Koutroutsos Konstantinos, Charif Rawya, Moran Linda, Moss Jill, Cook Terence, Roufosse Candice, Pusey Charles, Taube David, Loucaidou Marina
Imperial College Kidney and Transplant Centre, London, UK.
Sussex Kidney Unit, Royal Sussex County Hospital, Eastern Road, Brighton, BN2 5BE, UK.
Clin Exp Nephrol. 2019 May;23(5):700-709. doi: 10.1007/s10157-019-01690-0. Epub 2019 Jan 14.
Post-transplant focal segmental glomerulosclerosis (FSGS) is associated with renal allograft loss. Currently, optimal treatment remains controversial.
The aim of our study was to examine the efficacy and safety of therapeutic plasma exchange (TPE), and rituximab (RTX), in the management of post-transplant FSGS. The treatment protocol consisted of RTX and monthly cycles of 5 plasma exchanges for 6 months. We treated 10 transplant recipients with biopsy-proven post-transplant FSGS. Lastly, we compared the studied group to a historic control group of nine patients with post-transplant FSGS.

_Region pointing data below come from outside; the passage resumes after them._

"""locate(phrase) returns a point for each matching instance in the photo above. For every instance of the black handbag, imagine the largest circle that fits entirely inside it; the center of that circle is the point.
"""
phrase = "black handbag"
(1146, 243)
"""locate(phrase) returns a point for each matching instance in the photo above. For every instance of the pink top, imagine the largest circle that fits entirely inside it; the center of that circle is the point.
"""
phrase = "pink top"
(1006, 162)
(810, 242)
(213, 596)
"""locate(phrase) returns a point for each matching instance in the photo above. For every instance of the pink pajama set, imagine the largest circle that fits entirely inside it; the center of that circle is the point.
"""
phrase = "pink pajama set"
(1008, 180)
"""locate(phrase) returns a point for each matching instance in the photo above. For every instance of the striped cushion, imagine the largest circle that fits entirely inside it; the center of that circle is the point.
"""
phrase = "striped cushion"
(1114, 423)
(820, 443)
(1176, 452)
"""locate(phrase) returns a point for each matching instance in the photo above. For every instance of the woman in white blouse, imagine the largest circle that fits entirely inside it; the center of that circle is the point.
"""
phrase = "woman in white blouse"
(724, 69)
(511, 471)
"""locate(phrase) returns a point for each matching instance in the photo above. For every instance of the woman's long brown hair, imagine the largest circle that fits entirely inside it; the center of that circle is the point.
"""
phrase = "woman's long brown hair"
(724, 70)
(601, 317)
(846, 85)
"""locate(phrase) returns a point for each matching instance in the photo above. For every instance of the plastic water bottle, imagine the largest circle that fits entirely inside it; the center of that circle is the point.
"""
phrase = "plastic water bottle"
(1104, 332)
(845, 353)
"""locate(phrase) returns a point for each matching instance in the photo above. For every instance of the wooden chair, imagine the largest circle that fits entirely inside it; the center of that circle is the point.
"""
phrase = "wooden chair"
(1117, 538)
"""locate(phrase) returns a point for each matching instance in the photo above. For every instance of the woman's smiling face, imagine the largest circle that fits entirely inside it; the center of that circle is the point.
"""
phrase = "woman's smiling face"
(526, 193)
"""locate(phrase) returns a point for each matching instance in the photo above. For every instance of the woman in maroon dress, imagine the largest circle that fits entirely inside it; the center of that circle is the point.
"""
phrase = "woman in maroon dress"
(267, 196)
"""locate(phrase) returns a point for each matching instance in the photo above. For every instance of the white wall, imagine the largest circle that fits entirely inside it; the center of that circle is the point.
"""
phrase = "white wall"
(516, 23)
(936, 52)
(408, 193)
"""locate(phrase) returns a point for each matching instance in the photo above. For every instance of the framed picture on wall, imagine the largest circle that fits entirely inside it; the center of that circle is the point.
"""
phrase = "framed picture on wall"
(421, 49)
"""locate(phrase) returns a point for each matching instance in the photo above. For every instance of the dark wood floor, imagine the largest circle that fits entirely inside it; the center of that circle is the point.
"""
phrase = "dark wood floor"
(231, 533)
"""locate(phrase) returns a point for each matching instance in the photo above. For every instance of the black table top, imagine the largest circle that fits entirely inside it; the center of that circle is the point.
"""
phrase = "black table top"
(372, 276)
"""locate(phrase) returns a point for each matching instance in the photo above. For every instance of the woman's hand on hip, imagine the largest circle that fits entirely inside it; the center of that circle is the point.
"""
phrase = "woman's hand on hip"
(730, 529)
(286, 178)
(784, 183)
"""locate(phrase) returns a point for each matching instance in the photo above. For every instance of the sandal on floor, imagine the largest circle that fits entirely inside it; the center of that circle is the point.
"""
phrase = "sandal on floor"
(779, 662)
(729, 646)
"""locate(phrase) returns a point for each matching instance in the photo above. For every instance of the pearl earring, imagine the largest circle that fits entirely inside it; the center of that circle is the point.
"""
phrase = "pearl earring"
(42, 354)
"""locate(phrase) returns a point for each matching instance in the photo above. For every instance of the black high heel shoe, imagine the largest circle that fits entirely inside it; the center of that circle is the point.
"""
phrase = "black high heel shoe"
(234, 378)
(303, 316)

9 out of 10 patients achieved remission after the conclusion of treatment (4 complete and 5 partial), while 1 patient did not respond to treatment. During the follow-up period, there was one graft loss and one patient died while in remission from unrelated complications. There was a significant reduction in mean uPCR between diagnosis (517.4 ± 524.2 mg/mmol) and last follow-up (87 ± 121.6 mg/mmol) in the patients with sustained remission (p = 0.026). There was no significant decline in eGFR in the eight relapse-free responders at the end of follow-up. (54.4 ± 16.7 from 49.8 ± 20.4 ml/min) (p = 0.6) An increased response rate to the combined TPE and RTX treatment was demonstrated, when compared to a historic control group of nine patients with post-transplant FSGS, as only five out of nine patients achieved remission (two complete and three partial) in that group.
In this study, treatment with TPE and RTX appears to be safe, well tolerated and effective in the management of patients with post-transplant FSGS.
移植后局灶节段性肾小球硬化(FSGS)与肾移植失败相关。目前,最佳治疗方案仍存在争议。
本研究旨在探讨治疗性血浆置换(TPE)和利妥昔单抗(RTX)治疗移植后FSGS的疗效和安全性。治疗方案包括RTX及每月进行5次血浆置换,共6个月。我们对10例经活检证实为移植后FSGS的受者进行了治疗。最后,我们将研究组与9例移植后FSGS患者的历史对照组进行了比较。
10例患者中有9例在治疗结束后达到缓解(4例完全缓解,5例部分缓解),1例患者对治疗无反应。在随访期间,有1例移植失败,1例患者在缓解期因无关并发症死亡。持续缓解的患者从诊断时(517.4±524.2mg/mmol)到最后一次随访时(87±121.6mg/mmol),平均尿蛋白肌酐比值显著降低(p=0.026)。随访结束时,8例无复发的缓解者的估算肾小球滤过率无显著下降(从49.8±20.4ml/min降至54.4±16.7ml/min)(p=0.6)。与9例移植后FSGS患者的历史对照组相比,联合TPE和RTX治疗的反应率有所提高,该组9例患者中只有5例达到缓解(2例完全缓解,3例部分缓解)。
在本研究中,TPE和RTX治疗移植后FSGS患者似乎是安全、耐受性良好且有效的。